И я простираю руки к солнцу, которое, быть может, сияет за этой завесой тумана. И думаю, что в таком положении нахожусь не я один и что

молитвы многих, очень многих из тех, кто ходит по воскресеньям к обедне, сводятся к трем словам: «Боже, рассей тьму!»

Я не могу хладнокровно писать о таких вещах. Предписания религии я соблюдаю еще и потому, что жажду веры. Ибо я воспитан в отрадном убеждении,

что непременное следствие веры – благодать божья, и вот я жду этой благодати. Жду, чтобы мне было ниспослано свыше такое состояние души, при

котором я мог бы веровать глубоко, без тени сомнений, как веровал ребенком. Таковы мои высшие стремления – в них нет ни капли своекорыстия, ибо

гораздо выгоднее быть только сытым и веселым животным.

А захоти я объяснить свою внешнюю религиозность менее высокими и более практическими мотивами, их у меня найдется множество.
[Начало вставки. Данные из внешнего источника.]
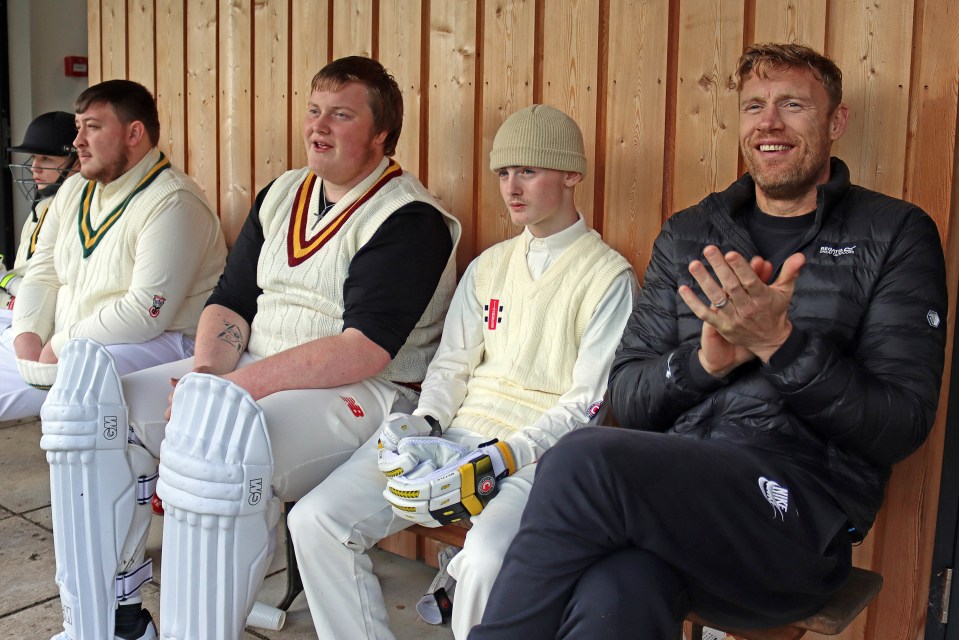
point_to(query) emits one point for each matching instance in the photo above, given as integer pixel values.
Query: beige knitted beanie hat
(539, 136)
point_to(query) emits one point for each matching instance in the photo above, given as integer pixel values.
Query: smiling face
(342, 146)
(541, 199)
(786, 131)
(104, 143)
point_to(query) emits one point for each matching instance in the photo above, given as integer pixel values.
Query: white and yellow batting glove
(395, 428)
(444, 489)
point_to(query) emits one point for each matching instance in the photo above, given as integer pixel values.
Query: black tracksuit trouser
(626, 531)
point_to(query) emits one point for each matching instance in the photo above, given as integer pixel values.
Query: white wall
(42, 34)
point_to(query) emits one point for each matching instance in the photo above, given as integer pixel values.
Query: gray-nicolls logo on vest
(109, 427)
(256, 491)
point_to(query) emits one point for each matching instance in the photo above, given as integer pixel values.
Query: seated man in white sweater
(524, 358)
(324, 321)
(127, 255)
(49, 143)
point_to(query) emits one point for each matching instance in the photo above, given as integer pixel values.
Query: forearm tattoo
(231, 335)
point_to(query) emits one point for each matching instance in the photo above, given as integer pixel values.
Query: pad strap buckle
(128, 584)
Во первых,

выполнение некоторых обрядов с детства стало для меня почти неистребимой привычкой. Во вторых, подобно Генриху Четвертому, который говорил, что

«Париж стоит мессы», я говорю себе: «Спокойствие моих близких стоит мессы». Люди нашего круга соблюдают предписания религии, и моя совесть стала

бы против этого восставать лишь в том случае, если бы я мог сказать себе нечто более положительное, чем «не знаю». Наконец я хожу в костел еще и

потому, что я скептик в квадрате, то есть скептически отношусь даже к собственному неверию.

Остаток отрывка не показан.